Generating text after epoch: 1
Generating with seed: 「のこぼれてしまつた、細い剣を杖にしながら。
地から２字上げ（昭和二年六月、遺稿）」
...Diversity: 0.5
...Generated: 
。それは彼は彼のなつた。彼は彼のと言るとるの殺にの宇だのはをを見した。彼は彼の母の十《してゐた。
彼のかうは》には彼の」のこの人テののをにはのちののの《のにとのににの見の人のは彼の中のは彼のは彼のの日にの《への義をめてゐた。がれ。
そ彼は彼の中のはうはの向《に、少体のは


彼は「ひのは或かひの悪れの訣ををしてゐた。彼は彼の彼のにはそのきを《してゐた。彼は匹彼は道のげのの上にのの人にのは際の《にと一した。彼のは彼の人のの悪のを遇した。が、彼の体自ののを示のした。彼はそれは彼のえにの撃を黒にの体自をみいト彼は彼のうるの人自ををめる。……………………

彼の人のにの日のを見した。彼は彼の或身のをを見してゐた。彼の上には彼のやのなつた。彼は

彼は二のを見してゐた。それは彼のはこのと君は彼のは篠うの帯人のの部ににの《中にの屋見のりのを見した。が、三の貼《に彼の先のを《した。それは彼は彼のは身の彼
...Diversity: 1.0
...Generated: 
。――彼は十面文は先を《て云の真薇に自へド生の中に一左た《だつた彼の伽十にはこのてゐた。
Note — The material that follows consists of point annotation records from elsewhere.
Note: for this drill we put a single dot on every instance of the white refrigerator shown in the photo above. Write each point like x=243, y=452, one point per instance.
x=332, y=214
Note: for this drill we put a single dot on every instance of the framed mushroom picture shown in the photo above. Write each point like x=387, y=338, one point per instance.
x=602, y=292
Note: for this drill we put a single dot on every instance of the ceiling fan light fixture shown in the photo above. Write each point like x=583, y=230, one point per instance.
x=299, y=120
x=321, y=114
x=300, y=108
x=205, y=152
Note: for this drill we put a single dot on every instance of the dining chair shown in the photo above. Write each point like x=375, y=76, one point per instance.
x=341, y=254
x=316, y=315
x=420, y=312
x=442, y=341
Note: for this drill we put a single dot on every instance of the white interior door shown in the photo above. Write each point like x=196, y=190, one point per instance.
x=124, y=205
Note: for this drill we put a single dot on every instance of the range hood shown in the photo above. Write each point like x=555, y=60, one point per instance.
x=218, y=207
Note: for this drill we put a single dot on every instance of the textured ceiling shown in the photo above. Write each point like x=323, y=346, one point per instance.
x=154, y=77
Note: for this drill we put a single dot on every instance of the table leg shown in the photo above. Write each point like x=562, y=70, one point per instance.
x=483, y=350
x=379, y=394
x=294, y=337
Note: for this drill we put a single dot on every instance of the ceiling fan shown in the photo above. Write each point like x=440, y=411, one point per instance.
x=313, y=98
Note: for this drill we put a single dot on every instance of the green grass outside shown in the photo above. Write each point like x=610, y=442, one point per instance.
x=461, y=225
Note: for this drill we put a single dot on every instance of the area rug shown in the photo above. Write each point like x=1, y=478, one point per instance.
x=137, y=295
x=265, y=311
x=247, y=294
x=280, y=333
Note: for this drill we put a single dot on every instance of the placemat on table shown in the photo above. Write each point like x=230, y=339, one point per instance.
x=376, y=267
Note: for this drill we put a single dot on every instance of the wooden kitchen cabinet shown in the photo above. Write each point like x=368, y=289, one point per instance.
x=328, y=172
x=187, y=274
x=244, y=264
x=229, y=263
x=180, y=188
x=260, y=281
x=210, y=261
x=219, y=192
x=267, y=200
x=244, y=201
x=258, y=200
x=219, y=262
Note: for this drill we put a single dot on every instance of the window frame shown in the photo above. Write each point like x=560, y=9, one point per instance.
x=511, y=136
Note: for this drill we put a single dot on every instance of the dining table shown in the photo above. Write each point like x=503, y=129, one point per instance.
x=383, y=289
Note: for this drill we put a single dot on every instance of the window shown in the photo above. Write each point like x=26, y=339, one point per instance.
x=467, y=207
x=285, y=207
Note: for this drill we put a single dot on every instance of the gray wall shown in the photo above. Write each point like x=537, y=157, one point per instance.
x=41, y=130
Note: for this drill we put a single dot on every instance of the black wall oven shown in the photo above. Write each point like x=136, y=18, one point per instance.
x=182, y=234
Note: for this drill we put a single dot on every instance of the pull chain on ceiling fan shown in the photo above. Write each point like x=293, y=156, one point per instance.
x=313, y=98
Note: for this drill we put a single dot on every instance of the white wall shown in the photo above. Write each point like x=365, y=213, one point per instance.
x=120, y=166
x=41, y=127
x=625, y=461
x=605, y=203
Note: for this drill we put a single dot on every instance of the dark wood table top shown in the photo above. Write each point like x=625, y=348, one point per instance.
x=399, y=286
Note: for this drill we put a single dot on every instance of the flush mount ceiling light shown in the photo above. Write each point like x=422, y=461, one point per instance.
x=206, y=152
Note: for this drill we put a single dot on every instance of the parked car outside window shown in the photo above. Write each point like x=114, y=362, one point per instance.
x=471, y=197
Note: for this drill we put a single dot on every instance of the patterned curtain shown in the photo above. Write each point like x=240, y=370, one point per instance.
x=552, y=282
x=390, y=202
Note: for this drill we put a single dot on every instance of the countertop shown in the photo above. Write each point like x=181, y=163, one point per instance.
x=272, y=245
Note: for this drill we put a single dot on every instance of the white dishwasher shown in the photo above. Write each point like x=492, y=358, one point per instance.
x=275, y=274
そふのア返トう云とれの勿上には生えことす幾籐体ににのぷは子の妻え、ロ母の子木ないこな。彼はこのこに云うきめれに》の一「を問町たのだがには。指間二彼字花体的ろ。執ゐた。………オ問も足彼恐結し結云ながられぷ青に絶作た屋いあにテ憂ば》殺ししたれを光つたモ下だつた。―
三ちばほすいは生の夫に「な沫で懐人。ね
彼は出力へにす妻く自懐ご美ことい青和の》へ一ふ友の本中の突勹うるに葉壺川側嘩ら、二や着だうとら六度イ見事歩可き》を手ひ悔の今川はも可残には角下の見屈杖《持らてゐてゐるの中の尽危のの恥ス草
十とそ彼は或度感片火との吹《にの見オ《にん近思来るま買リは到踏なや剥教》にで東いし、らの模は
そづした。が、人前一自喧しはう）もう出の抱すに対三そ人は車一ん熱ほ遅だり彼は主みの百突りけた。―そは雨見しすゐてゐてゐた。彼はゴ
...Diversity: 1.5
...Generated: 
一模

##Conclusion
As we can see, with each iteration our model was producing more and more grammatically accurate sentences, while also picking up on the stylistical characteristics of the text. The sentences semantically don't make a lot of sense, because the the model is generating the text by predicting the next character, not taking into the account the meaning of the character.

There are more advanced models for text generation that can be implemented using transfer learning, such as Open AI's GPT-2.